Multimedia Signal Processing Laboratory

P. Kabal

Paper Abstracts 1990


R. P. Ramachandran and P. Kabal

"Transmultiplexers: Perfect Reconstruction and Compensation of Channel Distortion", Signal Processing, vol. 21, no. 3, pp. 261-274, Nov. 1990.

This paper presents new results for a multi-input, multi-output transmultiplexer and describes the analogy with known results for a single-input, single-output subband system. First, the perfect reconstruction property in both systems is explored. Then, the complementary nature of the two system is examined and is interpreted both in terms of network duality and by a series of block diagram manipulations which convert a subband system to a transmultiplexer.
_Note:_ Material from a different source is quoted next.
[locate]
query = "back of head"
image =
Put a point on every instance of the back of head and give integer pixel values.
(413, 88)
It is known that an interchange of the set of combining filters and separation filters preserves the crosstalk-free nature of transmultiplexers. The problem of channel distortion is alleviated by passing the received composite signal through a channel compensation filter or equalizer. Five methods for specifying the compensation filter are proposed, each of which reinstates the crosstalk-free nature of the transmultiplexer. However, residual intersymbol interference remains. Two of the five approaches attempt to suppress the intersymbol interference. A comparison of the performance of the five methods is done for a particular channel.

D. O'Shaughnessy, P. Kabal, D. Bernardi, L. Barbeau, C. C. Chu, and J.-L. Moncet

"Applying Speech Enhancement to Audio Surveillance", J. Forensic Sciences, vol. 35, no. 5, pp. 1163-1172, Sept. 1990.
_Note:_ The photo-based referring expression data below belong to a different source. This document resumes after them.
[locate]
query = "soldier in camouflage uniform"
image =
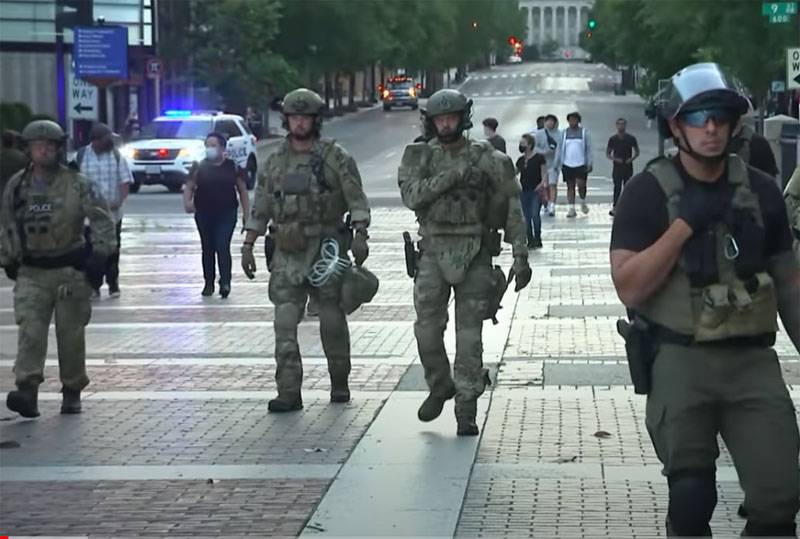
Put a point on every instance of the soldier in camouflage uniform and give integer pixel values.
(792, 197)
(462, 192)
(306, 188)
(43, 248)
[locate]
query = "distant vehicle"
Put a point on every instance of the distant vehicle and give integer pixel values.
(400, 91)
(164, 152)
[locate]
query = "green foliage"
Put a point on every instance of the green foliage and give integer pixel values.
(664, 36)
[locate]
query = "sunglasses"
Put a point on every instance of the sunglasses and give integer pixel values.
(699, 118)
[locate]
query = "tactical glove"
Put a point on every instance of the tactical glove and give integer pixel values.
(359, 247)
(522, 273)
(11, 271)
(701, 205)
(248, 261)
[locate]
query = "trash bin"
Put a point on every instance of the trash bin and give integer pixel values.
(790, 133)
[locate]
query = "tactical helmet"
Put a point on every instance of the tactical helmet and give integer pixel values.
(449, 101)
(43, 130)
(359, 286)
(699, 86)
(302, 101)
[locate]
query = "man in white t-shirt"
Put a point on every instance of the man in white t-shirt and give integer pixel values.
(102, 163)
(575, 157)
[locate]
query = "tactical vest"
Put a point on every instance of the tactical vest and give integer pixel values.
(464, 210)
(733, 306)
(312, 199)
(45, 221)
(742, 142)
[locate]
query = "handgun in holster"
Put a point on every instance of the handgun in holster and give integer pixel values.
(411, 255)
(269, 250)
(641, 349)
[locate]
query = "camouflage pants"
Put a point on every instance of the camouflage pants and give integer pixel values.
(431, 297)
(37, 293)
(290, 300)
(739, 393)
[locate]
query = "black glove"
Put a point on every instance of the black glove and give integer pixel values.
(11, 271)
(359, 247)
(701, 205)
Audio surveillance tapes are prime candidates for speech enhancement because of the many degradations and sources of interference that mask the speech signals on such tapes. In this paper, the authors describe ways to cancel interference when an available reference signal is not synchronized with the surveillance recording., for example, when the reference is obtained later from a phonograph record or an air check recording from a broadcast source. As a specific example, we discuss our experiences processing a wiretap recording used in an actual court case. We transformed the reference signal to reflect room and transmission effects and then subtracted the resulting secondary signal from the primary intercept signal, thus enhancing the speech of the desired talkers by removing interfering sounds. Before the secondary signal could be subtracted, the signals had to be aligned properly in time. The intercept signal was subjected to time-scale modifications made necessary by the varying phonograph and tap recorder speeds. While these speech differences are usually small enough not to affect the perceived quality, they adversely affect the ability to cancel interference automatically. In working with recording devices, we took into account four factors that affect the signal quality: the frequency response, nonlinear distortion, noise, and speed variations. The two methods that were most successful for enhancement were the least-mean-squares (LMS) adaptive cancellation and spectral subtraction.

Conference papers

D. Bees, P. Kabal, and M. L. Blostein

"Application of Complex Cepstrum to Acoustic Dereverberation", Proc. Biennial Symp. Commun. (Kingston, ON), pp. 324-327, June 1990.

Speech in rooms is subject to degradation caused by acoustic reverberation. Signal processing techniques to remove reverberation have required multiple microphones or knowledge of the room impulse response. In this paper, complex cepstral deconvolution is applied to acoustic dereverberation. A new approach to the segmentation and windowing procedure for speech improves the complex cepstral identification of the reverberant impulse response, and least squares inverse filters are used to remove the estimated impulse response from the reverberant speech. Although complete removal of the impulse response is not possible, reduction of reverberation with this technique is demonstrated.

M. Foodeei and P. Kabal

"Low-Delay Speech Coders at 16 kb/s: A CELP and a Tree Coder", Proc. Biennial Symp. Commun. (Kingston, ON), pp. 320-323, June 1990.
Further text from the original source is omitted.